Going micro: Targeting the low-income consumer market
The large low-income consumer market has become a testing ground for many industries in Indonesia, and insurance is no exception. The microinsurance segment, although still marginal relative to the industry as a whole, has recently been attracting the attention of mainstream underwriters in this regard. With over half of Indonesia’s population living on less than $2 a day, potential demand is enormous. Studies such as that run by Allianz, in conjunction with international donors like the UN Development Programme, suggest that low-income adults would be ready to spend between Rp10,000 ($1.20) and Rp50,000 ($6) a month for limited insurance coverage.

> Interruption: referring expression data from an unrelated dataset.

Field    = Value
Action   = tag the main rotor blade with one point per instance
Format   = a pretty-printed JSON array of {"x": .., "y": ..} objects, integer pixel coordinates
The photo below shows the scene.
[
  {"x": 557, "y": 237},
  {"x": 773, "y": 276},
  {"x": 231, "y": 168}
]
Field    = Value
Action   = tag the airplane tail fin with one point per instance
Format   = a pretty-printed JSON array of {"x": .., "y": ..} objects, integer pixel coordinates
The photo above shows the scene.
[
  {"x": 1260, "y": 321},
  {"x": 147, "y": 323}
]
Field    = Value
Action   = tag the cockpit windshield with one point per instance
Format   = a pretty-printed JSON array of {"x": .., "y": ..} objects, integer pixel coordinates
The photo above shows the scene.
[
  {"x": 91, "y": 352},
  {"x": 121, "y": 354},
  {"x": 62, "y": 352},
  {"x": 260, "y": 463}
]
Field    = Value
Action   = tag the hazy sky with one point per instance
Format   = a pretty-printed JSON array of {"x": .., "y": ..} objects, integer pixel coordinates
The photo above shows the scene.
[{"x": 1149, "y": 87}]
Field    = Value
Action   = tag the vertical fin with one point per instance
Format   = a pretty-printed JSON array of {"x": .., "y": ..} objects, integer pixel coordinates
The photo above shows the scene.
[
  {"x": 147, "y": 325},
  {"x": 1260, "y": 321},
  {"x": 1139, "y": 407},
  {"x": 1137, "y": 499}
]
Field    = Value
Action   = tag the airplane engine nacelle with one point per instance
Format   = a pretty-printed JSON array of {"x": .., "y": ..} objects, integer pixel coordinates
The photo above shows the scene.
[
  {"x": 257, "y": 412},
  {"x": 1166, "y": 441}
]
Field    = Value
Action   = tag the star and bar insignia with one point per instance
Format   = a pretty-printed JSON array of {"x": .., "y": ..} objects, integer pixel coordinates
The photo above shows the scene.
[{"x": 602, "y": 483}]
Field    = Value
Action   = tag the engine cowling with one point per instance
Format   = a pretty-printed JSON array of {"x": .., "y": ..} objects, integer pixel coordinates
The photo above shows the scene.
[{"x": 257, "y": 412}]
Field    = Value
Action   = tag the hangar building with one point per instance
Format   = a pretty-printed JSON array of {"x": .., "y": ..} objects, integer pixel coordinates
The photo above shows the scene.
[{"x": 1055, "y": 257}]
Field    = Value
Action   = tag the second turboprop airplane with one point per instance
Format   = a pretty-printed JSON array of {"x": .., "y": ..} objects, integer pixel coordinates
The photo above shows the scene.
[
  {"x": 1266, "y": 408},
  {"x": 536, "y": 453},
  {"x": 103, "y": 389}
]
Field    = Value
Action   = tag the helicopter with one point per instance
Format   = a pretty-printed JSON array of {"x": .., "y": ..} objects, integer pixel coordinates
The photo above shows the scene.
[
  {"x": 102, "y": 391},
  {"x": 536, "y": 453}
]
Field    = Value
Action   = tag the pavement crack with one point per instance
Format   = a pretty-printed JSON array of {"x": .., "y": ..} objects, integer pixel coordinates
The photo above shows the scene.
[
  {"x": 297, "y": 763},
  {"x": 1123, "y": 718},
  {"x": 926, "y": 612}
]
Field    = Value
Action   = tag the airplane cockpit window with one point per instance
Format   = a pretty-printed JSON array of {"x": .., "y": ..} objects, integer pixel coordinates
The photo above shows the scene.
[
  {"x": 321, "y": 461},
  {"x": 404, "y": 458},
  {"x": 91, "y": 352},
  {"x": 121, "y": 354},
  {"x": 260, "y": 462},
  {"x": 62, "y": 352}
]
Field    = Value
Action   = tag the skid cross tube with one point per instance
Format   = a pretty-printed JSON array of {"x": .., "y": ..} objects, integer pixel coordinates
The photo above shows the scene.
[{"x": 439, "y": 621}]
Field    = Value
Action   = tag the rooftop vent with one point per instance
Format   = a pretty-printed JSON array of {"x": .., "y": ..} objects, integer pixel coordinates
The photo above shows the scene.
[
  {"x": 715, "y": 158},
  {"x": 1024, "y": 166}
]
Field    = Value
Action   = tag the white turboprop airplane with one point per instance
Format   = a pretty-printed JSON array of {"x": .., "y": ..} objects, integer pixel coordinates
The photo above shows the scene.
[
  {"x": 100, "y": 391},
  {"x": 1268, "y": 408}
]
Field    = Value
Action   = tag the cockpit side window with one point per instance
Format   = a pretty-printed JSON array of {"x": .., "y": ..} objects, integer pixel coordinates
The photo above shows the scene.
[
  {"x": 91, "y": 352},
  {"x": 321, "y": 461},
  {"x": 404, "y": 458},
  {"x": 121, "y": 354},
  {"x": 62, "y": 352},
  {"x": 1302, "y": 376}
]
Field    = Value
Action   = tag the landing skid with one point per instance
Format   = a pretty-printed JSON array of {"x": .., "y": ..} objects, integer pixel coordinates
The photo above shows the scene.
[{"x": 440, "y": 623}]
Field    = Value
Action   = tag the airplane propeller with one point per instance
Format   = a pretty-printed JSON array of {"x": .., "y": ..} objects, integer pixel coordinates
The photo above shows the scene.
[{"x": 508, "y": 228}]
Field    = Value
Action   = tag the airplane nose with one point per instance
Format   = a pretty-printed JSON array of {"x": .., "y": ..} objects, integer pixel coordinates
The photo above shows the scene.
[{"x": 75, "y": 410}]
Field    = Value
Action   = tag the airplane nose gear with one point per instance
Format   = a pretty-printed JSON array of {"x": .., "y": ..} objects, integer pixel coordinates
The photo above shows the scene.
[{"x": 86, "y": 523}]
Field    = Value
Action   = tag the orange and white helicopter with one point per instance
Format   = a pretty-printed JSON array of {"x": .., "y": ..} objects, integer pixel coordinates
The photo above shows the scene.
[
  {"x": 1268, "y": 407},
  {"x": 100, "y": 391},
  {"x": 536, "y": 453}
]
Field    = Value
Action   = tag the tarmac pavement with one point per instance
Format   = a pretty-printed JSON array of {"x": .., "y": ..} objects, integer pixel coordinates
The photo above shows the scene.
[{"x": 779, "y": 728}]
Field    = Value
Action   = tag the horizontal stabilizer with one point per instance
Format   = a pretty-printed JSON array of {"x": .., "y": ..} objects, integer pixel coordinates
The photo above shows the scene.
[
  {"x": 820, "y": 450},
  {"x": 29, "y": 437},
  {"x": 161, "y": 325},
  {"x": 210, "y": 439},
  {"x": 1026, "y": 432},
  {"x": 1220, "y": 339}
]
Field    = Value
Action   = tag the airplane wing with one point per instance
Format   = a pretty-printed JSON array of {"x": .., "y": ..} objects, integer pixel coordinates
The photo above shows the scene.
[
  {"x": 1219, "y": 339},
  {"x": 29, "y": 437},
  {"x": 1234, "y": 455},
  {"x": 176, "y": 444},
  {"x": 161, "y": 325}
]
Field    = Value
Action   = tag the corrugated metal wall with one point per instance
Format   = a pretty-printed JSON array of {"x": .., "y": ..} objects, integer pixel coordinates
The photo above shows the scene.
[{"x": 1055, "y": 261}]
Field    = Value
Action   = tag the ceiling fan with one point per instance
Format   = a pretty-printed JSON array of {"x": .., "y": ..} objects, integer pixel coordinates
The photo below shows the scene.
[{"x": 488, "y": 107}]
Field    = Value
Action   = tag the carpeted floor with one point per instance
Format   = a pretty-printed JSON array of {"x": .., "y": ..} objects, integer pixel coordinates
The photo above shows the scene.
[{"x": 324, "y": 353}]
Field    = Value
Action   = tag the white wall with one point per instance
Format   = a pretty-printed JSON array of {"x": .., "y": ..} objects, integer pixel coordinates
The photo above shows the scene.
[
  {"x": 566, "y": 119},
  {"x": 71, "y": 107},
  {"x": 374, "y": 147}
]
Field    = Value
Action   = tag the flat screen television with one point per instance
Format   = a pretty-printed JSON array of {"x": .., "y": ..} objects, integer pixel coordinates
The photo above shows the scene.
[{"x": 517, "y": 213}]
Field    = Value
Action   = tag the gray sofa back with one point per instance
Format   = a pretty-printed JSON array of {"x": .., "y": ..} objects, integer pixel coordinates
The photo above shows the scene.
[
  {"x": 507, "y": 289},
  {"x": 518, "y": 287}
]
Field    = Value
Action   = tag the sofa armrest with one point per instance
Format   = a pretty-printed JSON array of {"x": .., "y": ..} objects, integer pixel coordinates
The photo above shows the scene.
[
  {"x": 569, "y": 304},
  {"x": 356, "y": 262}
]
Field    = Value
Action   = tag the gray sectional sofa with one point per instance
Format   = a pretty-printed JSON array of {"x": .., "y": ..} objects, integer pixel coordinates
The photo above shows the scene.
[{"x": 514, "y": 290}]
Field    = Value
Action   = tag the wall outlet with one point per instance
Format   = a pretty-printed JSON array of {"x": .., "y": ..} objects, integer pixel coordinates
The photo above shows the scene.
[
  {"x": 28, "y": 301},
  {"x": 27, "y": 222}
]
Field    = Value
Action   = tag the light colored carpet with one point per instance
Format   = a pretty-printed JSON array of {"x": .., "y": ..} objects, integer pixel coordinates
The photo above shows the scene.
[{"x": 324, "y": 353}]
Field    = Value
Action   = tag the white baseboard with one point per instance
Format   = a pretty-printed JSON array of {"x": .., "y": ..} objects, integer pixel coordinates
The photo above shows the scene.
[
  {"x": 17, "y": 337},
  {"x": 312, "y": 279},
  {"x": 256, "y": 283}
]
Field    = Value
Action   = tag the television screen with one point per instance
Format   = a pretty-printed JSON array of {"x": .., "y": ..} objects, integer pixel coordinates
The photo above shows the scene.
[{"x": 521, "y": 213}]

MICROCREDIT INSURANCE: Simple micro-products with low premiums and limited coverage have been available for years, but microcredit insurance schemes have long dominated the market. It is estimated that over 10m micro-enterprises have drawn microcredit from a formal institution, creating the large first pool of customers for this niche insurance market. Government programmes in this sector have contributed to the expansion and success of microcredit schemes, projects spearheaded by Bank Rakyat Indonesia (BRI), Bank Danamon and Bank Tabungan Pensiunan Nasional, among others. BRI’s microinsurance scheme, BRI ngin Life, has been very successful in bundling mandatory – as well as voluntary – credit life insurance with microcredit products. Asuransi Kredit Indonesia and Perusahaan Umum Jaminan Kredit Indonesia provide credit guarantees for micro-enterprises ordinarily rated as unbankable. But this microcredit insurance has created some moral hazards too, with defaults being unbearably high up until 2010. One challenge has been the absence of credit information on borrowers, although the establishment of a system of identification cards for all citizens will likely help this. Since 2010 the quality of microcredit has been steadily improving. Foreign insurers are increasingly looking to develop the microinsurance market beyond its current reliance on microcredit life coverage. Underwriters like Zurich Topas Life, Manulife and Prudential are looking to sell directly to customers through a micro-bank distribution strategy. As possibilities to partner with banks to run successful microcredit schemes open up, as with Bank Danamon in 2012, underwriters will aggressively compete for them. “Maintaining roll-out costs is key to the success of microinsurance,” Oemin Handajanto, president director of Zurich Topas Life, told OBG. “Partnerships with banks running successful microcredit programmes are in high demand.”
SALES NETWORK: Insurers are also looking at alternative sales networks – through local post offices for instance – to capture some of the growth in consumption on some of the country’s more remote islands. Asuransi Jiwa Nusantara, already a leader in life insurance, has entered the market in a big way. Using regional government bank branches as distribution centres, the underwriter has fast become the largest micro-underwriter. In non-life insurance, Asuransi Bangun Askrida has achieved similar dominance. Allianz Life launched a big push in microinsurance in 2010, hoping to treble the Rp9.5bn ($1.14m) in premium revenue it generates from its 440,000 low-income clients. It is sending more agents into rural Indonesia and seeking partnerships with rural banks and associations.
VOUCHERS: Some insurance companies are hoping to target the customer directly, and have launched voucher systems for simple non-life products with limited coverage. Dengyu Insurance has launched a scheme whereby clients purchase a Rp50,000 ($6) card for health insurance coverage and are covered up to Rp2m ($240). Although microinsurance is covered under existing insurance regulations, the government is clearly seeking to promote initiatives in this sector. While remaining vigilant of potentially high loss ratios and unviable operating costs, underwriters are innovating fast in this dynamic low-income market. If the market can be monetised in Indonesia, the success could well be replicated in other high-potential markets, like India.